Viktor Orban, Ministerpräsident Ungarn
Ähnlich verschwörungstheoretisch: dieser aktuelle Spot im ungarischen Staatsfernsehen. Ungarn werde, wie es hier heißt, fremdbestimmt, von Brüssel und NGOs, die von Soros finanziert werden. Nicht nur medial, auch im Parlament wird gegen Soros vorgegangen, mit Gesetzen, etwa zur Schließung der von Soros finanzierten Hochschule in Budapest oder um künftig die Arbeit von NGOs zu behindern, wenn sie Geld erhalten aus dem Ausland und eben auch von Soros.

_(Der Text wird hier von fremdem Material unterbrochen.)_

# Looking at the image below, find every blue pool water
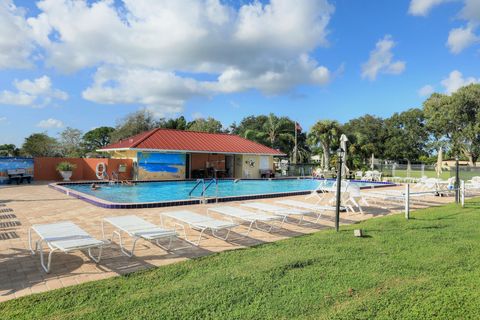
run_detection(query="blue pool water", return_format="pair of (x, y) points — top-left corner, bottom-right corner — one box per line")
(67, 179), (386, 203)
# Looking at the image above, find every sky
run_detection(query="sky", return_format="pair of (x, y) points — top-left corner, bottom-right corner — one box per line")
(0, 0), (480, 146)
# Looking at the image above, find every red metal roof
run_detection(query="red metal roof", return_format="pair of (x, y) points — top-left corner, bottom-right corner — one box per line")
(101, 128), (284, 155)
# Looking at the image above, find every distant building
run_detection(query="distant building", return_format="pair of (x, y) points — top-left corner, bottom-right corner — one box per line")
(97, 129), (285, 180)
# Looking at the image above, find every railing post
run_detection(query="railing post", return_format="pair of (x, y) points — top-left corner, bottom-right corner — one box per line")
(405, 183), (410, 220)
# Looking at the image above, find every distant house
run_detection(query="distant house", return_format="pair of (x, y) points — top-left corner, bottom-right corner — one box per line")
(97, 128), (285, 180)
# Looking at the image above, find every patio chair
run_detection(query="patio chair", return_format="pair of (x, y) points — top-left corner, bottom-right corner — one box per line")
(28, 221), (106, 273)
(160, 210), (238, 246)
(305, 180), (332, 202)
(102, 215), (177, 258)
(207, 206), (285, 236)
(241, 202), (311, 224)
(276, 200), (335, 223)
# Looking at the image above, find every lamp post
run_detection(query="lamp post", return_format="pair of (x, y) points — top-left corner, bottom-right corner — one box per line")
(455, 156), (460, 203)
(335, 148), (345, 232)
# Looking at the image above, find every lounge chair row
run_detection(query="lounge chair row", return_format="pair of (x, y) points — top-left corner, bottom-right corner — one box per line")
(28, 200), (333, 273)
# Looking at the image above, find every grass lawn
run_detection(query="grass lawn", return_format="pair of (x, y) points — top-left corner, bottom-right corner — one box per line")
(0, 200), (480, 320)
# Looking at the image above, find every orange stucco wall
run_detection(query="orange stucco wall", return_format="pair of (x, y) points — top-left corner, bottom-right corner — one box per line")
(33, 158), (132, 181)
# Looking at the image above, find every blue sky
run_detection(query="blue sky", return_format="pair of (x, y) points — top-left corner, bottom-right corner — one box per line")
(0, 0), (480, 145)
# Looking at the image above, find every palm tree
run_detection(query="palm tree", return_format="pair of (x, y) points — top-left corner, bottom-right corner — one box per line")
(309, 120), (341, 169)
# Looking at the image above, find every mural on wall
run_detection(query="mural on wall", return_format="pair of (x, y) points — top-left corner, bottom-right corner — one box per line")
(137, 152), (186, 180)
(0, 157), (33, 183)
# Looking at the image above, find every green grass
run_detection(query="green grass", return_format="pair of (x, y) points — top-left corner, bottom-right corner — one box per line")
(0, 201), (480, 320)
(385, 169), (454, 180)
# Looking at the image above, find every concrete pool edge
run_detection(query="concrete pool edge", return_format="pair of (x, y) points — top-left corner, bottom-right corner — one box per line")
(48, 178), (397, 209)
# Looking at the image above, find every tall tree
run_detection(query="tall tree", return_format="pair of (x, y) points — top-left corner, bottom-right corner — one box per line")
(242, 113), (295, 153)
(59, 127), (83, 158)
(111, 109), (159, 142)
(22, 133), (59, 157)
(158, 116), (187, 130)
(423, 84), (480, 166)
(187, 117), (222, 133)
(309, 120), (342, 169)
(385, 109), (429, 164)
(0, 144), (20, 157)
(82, 127), (115, 153)
(343, 114), (386, 165)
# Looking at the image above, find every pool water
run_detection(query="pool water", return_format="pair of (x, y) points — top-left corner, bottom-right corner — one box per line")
(65, 179), (378, 203)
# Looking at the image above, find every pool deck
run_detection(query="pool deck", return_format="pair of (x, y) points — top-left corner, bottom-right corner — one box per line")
(0, 184), (453, 302)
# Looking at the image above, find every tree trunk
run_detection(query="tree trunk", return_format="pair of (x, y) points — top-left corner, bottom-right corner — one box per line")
(468, 152), (475, 167)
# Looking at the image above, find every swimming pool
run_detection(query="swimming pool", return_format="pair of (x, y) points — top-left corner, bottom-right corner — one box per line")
(52, 179), (392, 208)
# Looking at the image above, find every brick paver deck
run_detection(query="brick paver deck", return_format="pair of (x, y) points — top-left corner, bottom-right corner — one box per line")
(0, 184), (452, 301)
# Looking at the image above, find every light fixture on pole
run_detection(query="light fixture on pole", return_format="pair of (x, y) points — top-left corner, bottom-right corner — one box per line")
(455, 156), (460, 203)
(335, 148), (345, 232)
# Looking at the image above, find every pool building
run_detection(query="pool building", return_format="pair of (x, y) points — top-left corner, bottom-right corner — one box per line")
(98, 128), (285, 180)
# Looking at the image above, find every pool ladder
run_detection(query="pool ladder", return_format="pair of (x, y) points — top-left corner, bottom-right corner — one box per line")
(188, 178), (218, 204)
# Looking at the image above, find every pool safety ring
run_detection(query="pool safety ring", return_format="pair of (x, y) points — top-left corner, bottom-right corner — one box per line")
(95, 162), (107, 180)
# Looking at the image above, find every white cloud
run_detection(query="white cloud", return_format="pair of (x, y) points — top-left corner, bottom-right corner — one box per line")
(0, 0), (33, 70)
(447, 26), (480, 54)
(460, 0), (480, 22)
(408, 0), (451, 16)
(82, 66), (206, 116)
(192, 111), (205, 120)
(28, 0), (334, 114)
(441, 70), (480, 94)
(0, 76), (68, 107)
(37, 118), (64, 129)
(418, 84), (435, 97)
(409, 0), (480, 54)
(362, 35), (406, 80)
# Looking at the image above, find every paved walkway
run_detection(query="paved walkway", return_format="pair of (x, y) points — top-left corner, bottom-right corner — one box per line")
(0, 184), (452, 301)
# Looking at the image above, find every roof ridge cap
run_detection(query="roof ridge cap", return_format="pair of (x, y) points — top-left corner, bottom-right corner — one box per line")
(130, 128), (160, 148)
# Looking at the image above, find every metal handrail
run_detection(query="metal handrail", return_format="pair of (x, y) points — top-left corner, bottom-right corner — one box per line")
(188, 179), (205, 197)
(201, 178), (218, 196)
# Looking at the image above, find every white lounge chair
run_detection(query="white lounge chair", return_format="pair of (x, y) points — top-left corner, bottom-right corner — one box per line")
(160, 210), (238, 246)
(305, 179), (333, 202)
(276, 200), (335, 223)
(102, 215), (177, 258)
(28, 221), (105, 273)
(207, 206), (285, 235)
(241, 202), (312, 224)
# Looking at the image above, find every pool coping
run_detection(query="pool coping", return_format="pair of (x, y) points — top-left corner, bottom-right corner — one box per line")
(48, 177), (397, 209)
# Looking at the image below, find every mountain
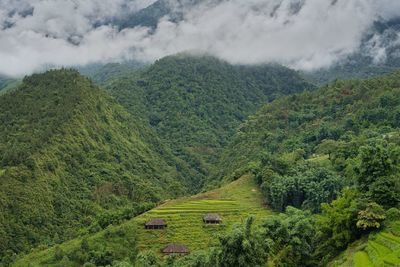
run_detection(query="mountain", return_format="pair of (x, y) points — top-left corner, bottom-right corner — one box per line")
(0, 70), (190, 262)
(304, 18), (400, 84)
(12, 176), (270, 267)
(0, 75), (20, 94)
(217, 71), (400, 266)
(15, 72), (400, 267)
(105, 54), (313, 192)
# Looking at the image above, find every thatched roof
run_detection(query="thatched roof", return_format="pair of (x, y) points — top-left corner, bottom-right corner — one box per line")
(203, 213), (222, 221)
(146, 218), (167, 226)
(162, 244), (189, 253)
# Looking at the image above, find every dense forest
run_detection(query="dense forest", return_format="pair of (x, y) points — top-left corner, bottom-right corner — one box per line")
(0, 70), (191, 264)
(103, 54), (313, 192)
(0, 55), (400, 267)
(214, 72), (400, 266)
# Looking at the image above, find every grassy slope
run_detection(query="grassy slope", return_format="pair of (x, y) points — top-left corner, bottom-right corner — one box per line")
(0, 70), (189, 257)
(13, 176), (270, 266)
(217, 72), (400, 182)
(105, 54), (313, 193)
(329, 221), (400, 267)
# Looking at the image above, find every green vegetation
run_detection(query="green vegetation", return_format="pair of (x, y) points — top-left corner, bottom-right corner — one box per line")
(0, 75), (21, 95)
(329, 218), (400, 266)
(0, 70), (188, 264)
(0, 55), (400, 267)
(219, 72), (400, 266)
(13, 176), (271, 266)
(105, 55), (312, 192)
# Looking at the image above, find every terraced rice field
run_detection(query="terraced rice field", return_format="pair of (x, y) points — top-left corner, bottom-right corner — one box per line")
(136, 176), (270, 252)
(332, 221), (400, 267)
(13, 176), (271, 267)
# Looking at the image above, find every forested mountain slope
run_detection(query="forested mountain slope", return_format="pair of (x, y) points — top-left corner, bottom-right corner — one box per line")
(214, 72), (400, 266)
(219, 72), (400, 181)
(106, 54), (313, 190)
(0, 70), (190, 261)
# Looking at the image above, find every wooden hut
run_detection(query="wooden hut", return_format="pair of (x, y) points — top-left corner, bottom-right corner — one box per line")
(203, 213), (222, 224)
(162, 244), (189, 254)
(144, 218), (167, 230)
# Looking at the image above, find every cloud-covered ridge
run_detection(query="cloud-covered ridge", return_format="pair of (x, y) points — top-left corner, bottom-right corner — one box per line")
(0, 0), (400, 75)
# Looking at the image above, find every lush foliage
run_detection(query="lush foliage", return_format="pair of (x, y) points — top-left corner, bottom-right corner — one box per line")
(0, 70), (190, 264)
(219, 72), (400, 265)
(105, 55), (312, 191)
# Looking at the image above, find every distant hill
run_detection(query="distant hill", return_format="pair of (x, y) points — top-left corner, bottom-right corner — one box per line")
(0, 75), (20, 95)
(0, 70), (190, 257)
(218, 72), (400, 183)
(105, 54), (313, 190)
(304, 18), (400, 84)
(12, 176), (271, 267)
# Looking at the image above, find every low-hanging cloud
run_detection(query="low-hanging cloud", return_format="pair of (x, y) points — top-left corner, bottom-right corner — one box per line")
(0, 0), (400, 75)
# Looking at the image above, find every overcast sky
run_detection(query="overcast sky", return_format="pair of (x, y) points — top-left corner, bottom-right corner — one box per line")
(0, 0), (400, 75)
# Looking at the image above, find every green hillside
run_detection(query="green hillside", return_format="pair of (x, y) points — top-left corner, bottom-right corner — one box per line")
(0, 75), (20, 95)
(106, 54), (312, 192)
(212, 72), (400, 266)
(13, 176), (270, 266)
(0, 70), (190, 260)
(218, 72), (400, 182)
(329, 221), (400, 267)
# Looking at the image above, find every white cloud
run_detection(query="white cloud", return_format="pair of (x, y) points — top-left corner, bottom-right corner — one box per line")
(0, 0), (400, 75)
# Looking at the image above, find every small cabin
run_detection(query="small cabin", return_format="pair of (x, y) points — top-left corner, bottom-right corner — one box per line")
(144, 218), (167, 230)
(203, 213), (222, 224)
(162, 244), (189, 254)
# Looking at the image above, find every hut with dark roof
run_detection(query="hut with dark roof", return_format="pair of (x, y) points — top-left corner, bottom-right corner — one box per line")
(162, 244), (189, 254)
(203, 213), (222, 224)
(144, 218), (167, 230)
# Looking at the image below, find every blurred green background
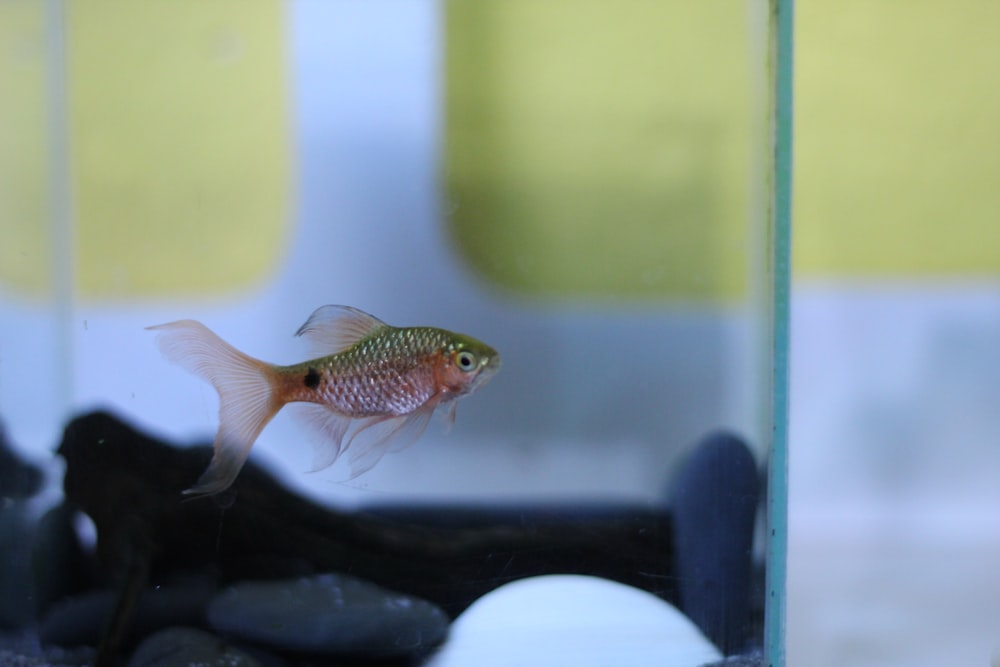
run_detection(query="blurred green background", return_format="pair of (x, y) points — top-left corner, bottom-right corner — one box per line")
(0, 0), (1000, 302)
(447, 0), (1000, 300)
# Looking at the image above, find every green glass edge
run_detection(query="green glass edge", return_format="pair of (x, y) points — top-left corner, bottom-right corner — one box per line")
(764, 0), (795, 667)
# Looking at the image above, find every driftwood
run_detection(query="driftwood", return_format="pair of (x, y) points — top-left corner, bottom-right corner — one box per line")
(59, 412), (677, 624)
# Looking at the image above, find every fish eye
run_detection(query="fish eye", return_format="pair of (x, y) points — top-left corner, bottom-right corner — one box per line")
(455, 350), (476, 371)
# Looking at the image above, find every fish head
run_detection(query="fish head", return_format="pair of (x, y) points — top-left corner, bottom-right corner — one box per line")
(438, 334), (500, 397)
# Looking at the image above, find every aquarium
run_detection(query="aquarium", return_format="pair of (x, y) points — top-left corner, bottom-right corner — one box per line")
(0, 0), (791, 667)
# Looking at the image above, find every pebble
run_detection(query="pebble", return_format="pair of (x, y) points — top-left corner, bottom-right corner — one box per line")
(128, 628), (262, 667)
(426, 575), (722, 667)
(208, 574), (448, 658)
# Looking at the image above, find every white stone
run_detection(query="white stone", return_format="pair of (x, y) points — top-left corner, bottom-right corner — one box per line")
(427, 575), (722, 667)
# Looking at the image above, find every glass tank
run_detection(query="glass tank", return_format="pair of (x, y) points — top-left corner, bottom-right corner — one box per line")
(0, 0), (791, 667)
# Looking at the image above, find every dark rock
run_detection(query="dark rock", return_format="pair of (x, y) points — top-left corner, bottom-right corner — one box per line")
(0, 631), (94, 667)
(702, 651), (765, 667)
(208, 574), (448, 658)
(38, 583), (215, 646)
(672, 433), (758, 655)
(128, 628), (270, 667)
(31, 503), (96, 615)
(0, 499), (35, 629)
(0, 424), (45, 499)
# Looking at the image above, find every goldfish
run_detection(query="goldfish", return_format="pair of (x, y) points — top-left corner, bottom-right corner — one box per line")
(147, 305), (500, 495)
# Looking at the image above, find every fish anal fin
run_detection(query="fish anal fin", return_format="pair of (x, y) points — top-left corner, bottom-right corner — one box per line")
(344, 406), (434, 479)
(295, 306), (389, 355)
(292, 403), (352, 472)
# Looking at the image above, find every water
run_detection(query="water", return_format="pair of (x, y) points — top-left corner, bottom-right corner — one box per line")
(0, 0), (788, 664)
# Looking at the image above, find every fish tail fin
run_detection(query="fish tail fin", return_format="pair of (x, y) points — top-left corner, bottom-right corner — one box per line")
(148, 320), (283, 495)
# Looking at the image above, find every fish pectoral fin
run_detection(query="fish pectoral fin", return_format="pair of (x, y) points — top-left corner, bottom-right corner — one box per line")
(295, 306), (389, 356)
(444, 400), (458, 432)
(289, 403), (351, 472)
(344, 406), (434, 479)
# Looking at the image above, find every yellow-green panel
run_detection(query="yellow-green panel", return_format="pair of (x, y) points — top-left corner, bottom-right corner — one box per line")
(0, 0), (52, 293)
(66, 0), (291, 297)
(794, 0), (1000, 277)
(444, 0), (763, 301)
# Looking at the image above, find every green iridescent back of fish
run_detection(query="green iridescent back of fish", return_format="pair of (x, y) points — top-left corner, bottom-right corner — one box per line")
(281, 326), (460, 417)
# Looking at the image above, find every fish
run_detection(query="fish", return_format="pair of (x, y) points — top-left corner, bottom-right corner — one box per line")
(147, 305), (500, 496)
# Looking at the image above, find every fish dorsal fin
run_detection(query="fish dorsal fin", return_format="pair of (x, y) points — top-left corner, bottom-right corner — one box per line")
(295, 306), (389, 354)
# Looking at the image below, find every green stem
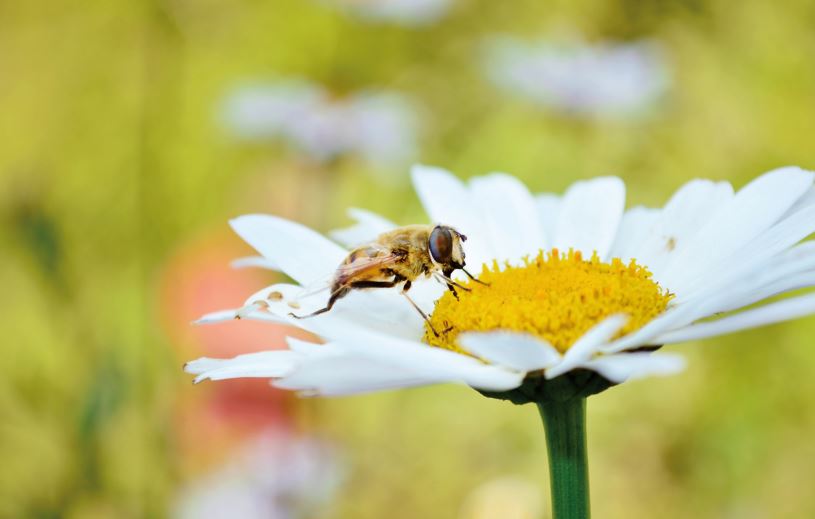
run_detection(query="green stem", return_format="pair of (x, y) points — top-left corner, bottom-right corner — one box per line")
(538, 398), (591, 519)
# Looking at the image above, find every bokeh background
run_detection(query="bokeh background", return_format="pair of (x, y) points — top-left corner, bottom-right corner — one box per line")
(0, 0), (815, 519)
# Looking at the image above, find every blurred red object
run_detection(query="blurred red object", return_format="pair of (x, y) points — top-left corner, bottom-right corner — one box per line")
(159, 233), (315, 468)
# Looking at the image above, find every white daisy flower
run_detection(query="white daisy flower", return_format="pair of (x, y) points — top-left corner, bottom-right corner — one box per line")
(224, 80), (417, 165)
(186, 166), (815, 402)
(486, 37), (669, 117)
(325, 0), (453, 27)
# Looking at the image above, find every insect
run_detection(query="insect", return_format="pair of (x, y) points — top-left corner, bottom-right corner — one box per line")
(289, 225), (486, 337)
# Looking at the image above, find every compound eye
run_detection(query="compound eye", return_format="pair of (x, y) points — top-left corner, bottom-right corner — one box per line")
(430, 227), (453, 264)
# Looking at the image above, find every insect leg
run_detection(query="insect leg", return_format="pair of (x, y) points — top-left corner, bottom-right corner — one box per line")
(461, 267), (490, 286)
(402, 283), (439, 337)
(436, 272), (472, 292)
(289, 286), (350, 319)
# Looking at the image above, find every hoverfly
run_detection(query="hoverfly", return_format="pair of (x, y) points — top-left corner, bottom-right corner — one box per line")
(289, 225), (486, 337)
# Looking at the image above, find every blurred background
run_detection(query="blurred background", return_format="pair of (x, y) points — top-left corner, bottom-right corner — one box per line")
(0, 0), (815, 519)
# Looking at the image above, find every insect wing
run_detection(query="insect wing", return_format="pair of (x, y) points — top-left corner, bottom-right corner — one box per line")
(337, 247), (402, 285)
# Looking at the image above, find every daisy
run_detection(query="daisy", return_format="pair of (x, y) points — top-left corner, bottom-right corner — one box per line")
(186, 166), (815, 518)
(223, 79), (416, 165)
(486, 37), (669, 117)
(186, 166), (815, 396)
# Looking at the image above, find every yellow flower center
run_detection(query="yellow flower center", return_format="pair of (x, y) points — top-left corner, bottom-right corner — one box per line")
(424, 249), (673, 352)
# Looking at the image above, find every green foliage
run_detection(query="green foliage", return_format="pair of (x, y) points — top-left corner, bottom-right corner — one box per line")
(0, 0), (815, 519)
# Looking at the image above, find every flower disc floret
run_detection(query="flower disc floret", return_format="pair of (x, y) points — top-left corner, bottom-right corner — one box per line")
(424, 249), (673, 353)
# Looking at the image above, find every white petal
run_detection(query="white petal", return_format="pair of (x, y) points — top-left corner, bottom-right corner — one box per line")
(411, 165), (493, 267)
(230, 256), (280, 270)
(230, 214), (347, 284)
(275, 333), (524, 395)
(193, 305), (286, 324)
(329, 207), (396, 247)
(233, 283), (428, 339)
(609, 206), (661, 269)
(286, 337), (326, 357)
(634, 180), (733, 280)
(660, 167), (813, 294)
(468, 173), (543, 261)
(692, 241), (815, 317)
(600, 305), (695, 353)
(184, 350), (302, 384)
(546, 314), (628, 379)
(553, 177), (625, 259)
(535, 193), (560, 250)
(339, 330), (523, 391)
(583, 352), (685, 384)
(273, 354), (444, 396)
(655, 295), (815, 344)
(410, 165), (474, 226)
(676, 197), (815, 306)
(459, 331), (560, 372)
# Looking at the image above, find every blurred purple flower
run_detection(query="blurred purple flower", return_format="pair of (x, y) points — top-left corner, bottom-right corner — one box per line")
(486, 37), (670, 117)
(224, 80), (417, 165)
(172, 432), (340, 519)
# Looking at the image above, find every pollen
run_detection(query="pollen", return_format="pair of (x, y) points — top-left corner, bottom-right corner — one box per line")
(424, 249), (673, 352)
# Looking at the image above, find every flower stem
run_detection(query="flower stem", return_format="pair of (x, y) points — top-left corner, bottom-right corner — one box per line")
(538, 398), (590, 519)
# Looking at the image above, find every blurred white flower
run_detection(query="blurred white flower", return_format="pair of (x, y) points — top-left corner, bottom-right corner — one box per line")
(326, 0), (453, 27)
(486, 37), (669, 117)
(173, 432), (340, 519)
(224, 80), (416, 165)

Ähnlich wie in Putins Russland sollen NGOs als sogenannte ausländische Agenten gebrandmarkt werden, mit absehbaren Folgen, zum Beispiel für das führende Enthüllungsportal zur Korruption in Ungarn. Tamas Bodokys Recherchen werden von Soros mitfinanziert. Ob er so weiter arbeiten kann wie bisher, ist ungewiss.
"Das neue Gesetz hat zum Ziel, uns kritischen Beobachtern die Glaubwürdigkeit zu entziehen. Fast jeder in Ungarn ist betroffen, wer auch immer Kritisches schreibt über die Regierung und staatliche Institutionen."
Tamas Bodoky, Investigativjournalist
Tamas Bodokys wichtigstes Kapital ist seine journalistische Glaubwürdigkeit. Er hofft, dass ihm die nicht genommen wird, und setzt auf Proteste der Zivilgesellschaft gegen die zunehmend demokratiefeindliche Politik, mitten in Europa.